À ce titre, je tiens à vous faire part de mon expérience. Lors des inondations de 2018, nous avons été réveillés en pleine nuit et nous avons essayé de parer au plus pressé. Vers six heures du matin, j'ai convoqué mes cadres à l'agglomération pour mettre en place une cellule de crise destinée à balayer tous les sujets, afin que l'intercommunalité puisse répondre aux besoins des maires et de nos concitoyens, qui n'allaient pas tarder à apparaître. Cette assistance concernait par exemple l'aide à domicile pour les personnes âgées ou le portage des repas à domicile. Cette cellule a été mise en place en une journée, puis nous avons décliné notre plan, qui a été forcément affecté par quelques erreurs et a nécessité des ajustements sur la durée. Globalement, cela s'est bien passé. À l'issue de cette crise, les maires de mon agglomération ont tous bien compris l'utilité de l'intercommunalité ; on peut même parler de révélation. Deux ans plus tard, lorsque nous avons dû faire face à la crise Covid, nous étions prêts. Nous savions comment organiser une gestion de crise et nous avons facilement pu remettre en place la cellule de crise.

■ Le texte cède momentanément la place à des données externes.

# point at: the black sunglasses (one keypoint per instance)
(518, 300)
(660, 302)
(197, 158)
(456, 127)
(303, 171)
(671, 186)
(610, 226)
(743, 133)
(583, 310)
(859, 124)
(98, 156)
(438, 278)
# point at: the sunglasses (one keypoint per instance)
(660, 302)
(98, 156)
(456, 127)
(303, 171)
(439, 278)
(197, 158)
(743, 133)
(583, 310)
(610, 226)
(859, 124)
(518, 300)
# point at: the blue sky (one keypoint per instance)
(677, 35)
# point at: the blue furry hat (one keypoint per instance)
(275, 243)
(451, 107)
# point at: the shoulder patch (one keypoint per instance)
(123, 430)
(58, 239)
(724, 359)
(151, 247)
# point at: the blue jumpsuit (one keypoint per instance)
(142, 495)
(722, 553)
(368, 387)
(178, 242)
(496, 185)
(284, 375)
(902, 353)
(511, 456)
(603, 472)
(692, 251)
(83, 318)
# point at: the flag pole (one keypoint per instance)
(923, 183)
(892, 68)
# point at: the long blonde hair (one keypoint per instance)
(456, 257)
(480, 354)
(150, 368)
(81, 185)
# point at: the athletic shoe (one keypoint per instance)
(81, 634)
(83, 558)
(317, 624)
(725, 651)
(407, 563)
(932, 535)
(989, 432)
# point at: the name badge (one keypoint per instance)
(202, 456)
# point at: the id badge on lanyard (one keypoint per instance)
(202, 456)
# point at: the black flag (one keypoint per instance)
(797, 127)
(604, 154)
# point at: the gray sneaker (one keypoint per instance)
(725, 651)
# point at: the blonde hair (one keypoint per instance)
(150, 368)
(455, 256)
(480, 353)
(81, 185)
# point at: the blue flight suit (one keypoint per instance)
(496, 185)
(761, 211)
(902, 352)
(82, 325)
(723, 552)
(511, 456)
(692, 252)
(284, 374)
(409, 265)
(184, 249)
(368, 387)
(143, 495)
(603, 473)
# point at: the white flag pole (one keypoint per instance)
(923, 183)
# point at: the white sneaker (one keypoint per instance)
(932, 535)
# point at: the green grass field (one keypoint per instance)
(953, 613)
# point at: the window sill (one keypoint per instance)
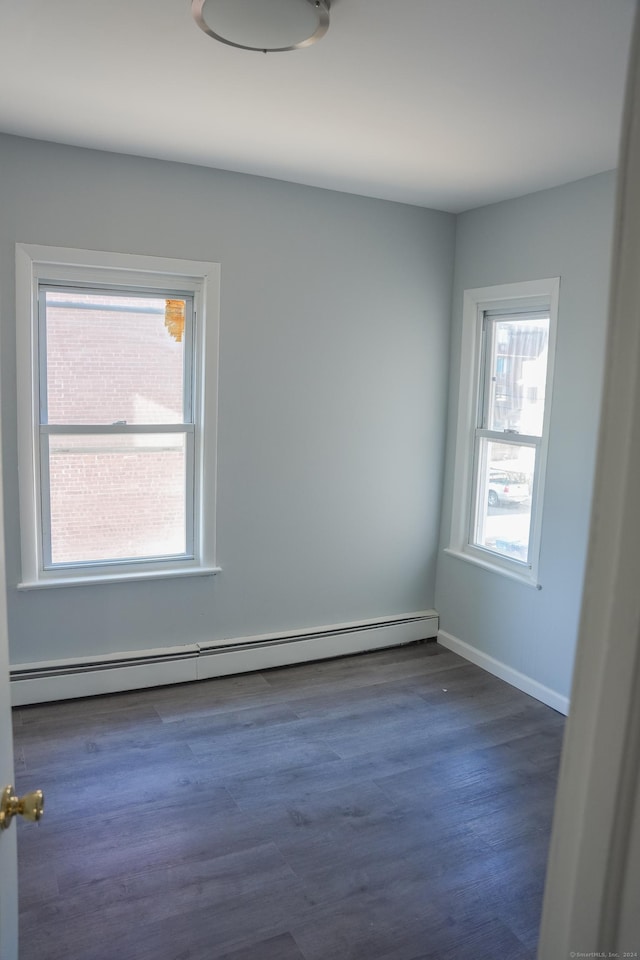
(169, 573)
(526, 580)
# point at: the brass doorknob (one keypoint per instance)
(31, 806)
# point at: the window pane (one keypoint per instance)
(117, 497)
(517, 374)
(113, 358)
(503, 505)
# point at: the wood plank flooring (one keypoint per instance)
(388, 806)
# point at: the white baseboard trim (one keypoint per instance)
(505, 672)
(88, 676)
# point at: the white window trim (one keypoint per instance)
(35, 262)
(526, 294)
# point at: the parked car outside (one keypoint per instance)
(506, 488)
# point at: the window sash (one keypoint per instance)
(118, 290)
(507, 437)
(187, 427)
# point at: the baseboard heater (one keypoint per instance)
(136, 669)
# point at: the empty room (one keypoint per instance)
(304, 313)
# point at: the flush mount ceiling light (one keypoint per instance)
(268, 26)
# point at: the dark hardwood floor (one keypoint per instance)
(390, 806)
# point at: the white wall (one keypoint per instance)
(334, 338)
(562, 232)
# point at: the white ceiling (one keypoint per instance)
(442, 103)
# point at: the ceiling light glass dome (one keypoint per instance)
(269, 26)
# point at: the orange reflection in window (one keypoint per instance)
(174, 318)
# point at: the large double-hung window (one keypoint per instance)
(503, 425)
(117, 415)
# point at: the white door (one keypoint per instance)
(8, 856)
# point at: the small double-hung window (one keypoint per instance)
(116, 433)
(503, 425)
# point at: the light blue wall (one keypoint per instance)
(334, 343)
(562, 232)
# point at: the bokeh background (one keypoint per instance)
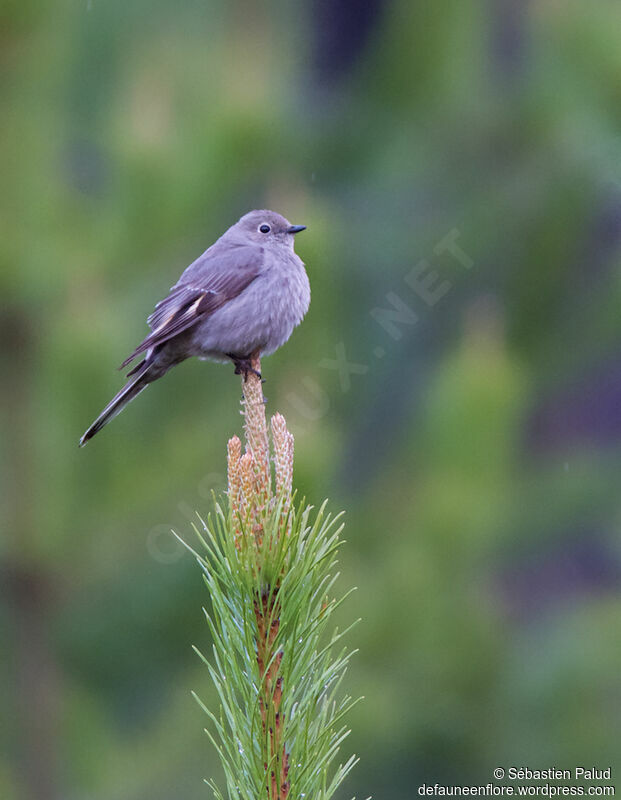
(473, 436)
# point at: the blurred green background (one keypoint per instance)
(475, 443)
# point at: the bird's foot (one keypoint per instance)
(243, 366)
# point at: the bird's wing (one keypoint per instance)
(211, 281)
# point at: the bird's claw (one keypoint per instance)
(243, 366)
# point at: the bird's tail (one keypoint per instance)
(117, 404)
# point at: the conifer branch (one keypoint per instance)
(269, 570)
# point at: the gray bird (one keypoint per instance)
(241, 299)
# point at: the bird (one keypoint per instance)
(241, 299)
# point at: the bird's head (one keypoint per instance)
(264, 227)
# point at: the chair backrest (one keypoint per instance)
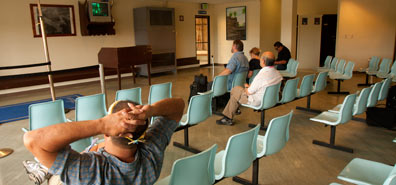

Vous avez évoqué l'information et la formation des élus. Le vice-président de Carcassonne agglo est le maire de Trèbes, Éric Ménassi. Dans le cadre de sa vice-présidence, il est chargé de la gestion de crise de la résilience. À ce titre, il continuera de former et d'informer les élus et les communes, pour prévenir les événements de demain. Dans le sud, nous ne nous posons plus la question de savoir si nous connaîtrons d'autres épisodes d'inondations. Elles se reproduiront. Les seules questions concernent le « où » et le « quand ». Nous nous y préparons, afin que la réponse des maires et de la collectivité dans son ensemble soit la meilleure possible pour protéger nos populations.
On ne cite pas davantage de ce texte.